More concretely, as mentioned above, millennials are by far the most pro-Democratic — and anti-Trump — generation in the U.S. Which is to say, they are the generation most likely to recognize the reality that Donald Trump and his party are a threat to our republic.
Beyond their (singularly correct) ideological instincts, millennials also boast important insights into many public-policy issues, simply as a function of their generation’s lived experience and material realities. For example, American housing policy is profoundly biased in favor of homeowners, and this reality has has generated housing shortages in many major American cities, thereby undermining economic growth. The overrepresentation of boomers in the electorate perpetuates these problems, due to that generation’s high-levels of home ownership.

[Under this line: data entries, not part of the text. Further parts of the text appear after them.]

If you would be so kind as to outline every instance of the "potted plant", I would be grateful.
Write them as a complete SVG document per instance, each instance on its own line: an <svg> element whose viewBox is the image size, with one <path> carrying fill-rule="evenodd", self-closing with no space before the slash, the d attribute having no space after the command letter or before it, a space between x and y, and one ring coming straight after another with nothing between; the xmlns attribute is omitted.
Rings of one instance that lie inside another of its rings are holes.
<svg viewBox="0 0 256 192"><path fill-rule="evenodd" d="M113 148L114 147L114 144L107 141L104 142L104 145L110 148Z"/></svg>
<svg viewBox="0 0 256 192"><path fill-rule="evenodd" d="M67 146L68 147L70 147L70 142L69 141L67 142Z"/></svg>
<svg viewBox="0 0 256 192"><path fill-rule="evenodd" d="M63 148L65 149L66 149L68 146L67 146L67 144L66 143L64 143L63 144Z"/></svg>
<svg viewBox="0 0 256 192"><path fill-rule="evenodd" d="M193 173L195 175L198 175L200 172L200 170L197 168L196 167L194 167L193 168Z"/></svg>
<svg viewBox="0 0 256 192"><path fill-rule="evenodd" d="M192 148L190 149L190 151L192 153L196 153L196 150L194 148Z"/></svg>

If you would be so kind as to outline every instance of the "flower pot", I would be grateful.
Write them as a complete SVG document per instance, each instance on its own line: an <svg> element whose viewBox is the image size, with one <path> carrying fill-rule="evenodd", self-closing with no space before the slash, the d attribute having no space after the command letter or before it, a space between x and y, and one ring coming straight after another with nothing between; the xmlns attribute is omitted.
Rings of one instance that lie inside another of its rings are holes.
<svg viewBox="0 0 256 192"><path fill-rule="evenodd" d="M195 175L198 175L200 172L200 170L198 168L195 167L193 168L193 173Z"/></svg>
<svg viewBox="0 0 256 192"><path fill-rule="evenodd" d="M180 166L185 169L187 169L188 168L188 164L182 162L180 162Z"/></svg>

By contrast, a sharp increase in voter participation among millennials — only about 34 percent of whom own homes — would likely increase the salience of renters’ interests in U.S. politics. Similarly, the existing electorate is much less likely to appreciate the severity of the student-debt crisis than millennials are, or to comprehend the broader material challenges that younger Americans face: Despite the fact that the United States does far less for its young people (in terms of subsidizing education, job training, housing and child care) than just about any other advanced democracy, a majority of boomers say that the government “does enough for young people” (but still needs to do more for older folks).
To be sure, increasing turnout among millennial voters, by itself, will not bring about the kind of sweeping, social democratic and environmental reforms that our country needs, and which many young Americans desire (a recent BuzzFeed poll found that 39 percent of millennial men and 22 percent of millennial women consider themselves “socialists”). Our current government is more responsive to demographic groups that vote a lot than to those that don’t — but there are still plenty of boomers in this country who are drowning in medical debt, struggling to pay the rent, and/or, resigning themselves to spending the entirety of their “golden years” working menial jobs to make ends meet. Millennials aren’t wrong to think that their individual votes won’t be sufficient for creating the America they seek — an America where prosperity is broadly shared, energy use is environmentally sustainable, and mayonnaise is a Schedule 1 substance.
Nevertheless, the path to that better world begins at your local precinct. So please, fellow kids, put down your selfie sticks, quit your Twitch-ing, and “Pokémon-Go-to the polls” this November.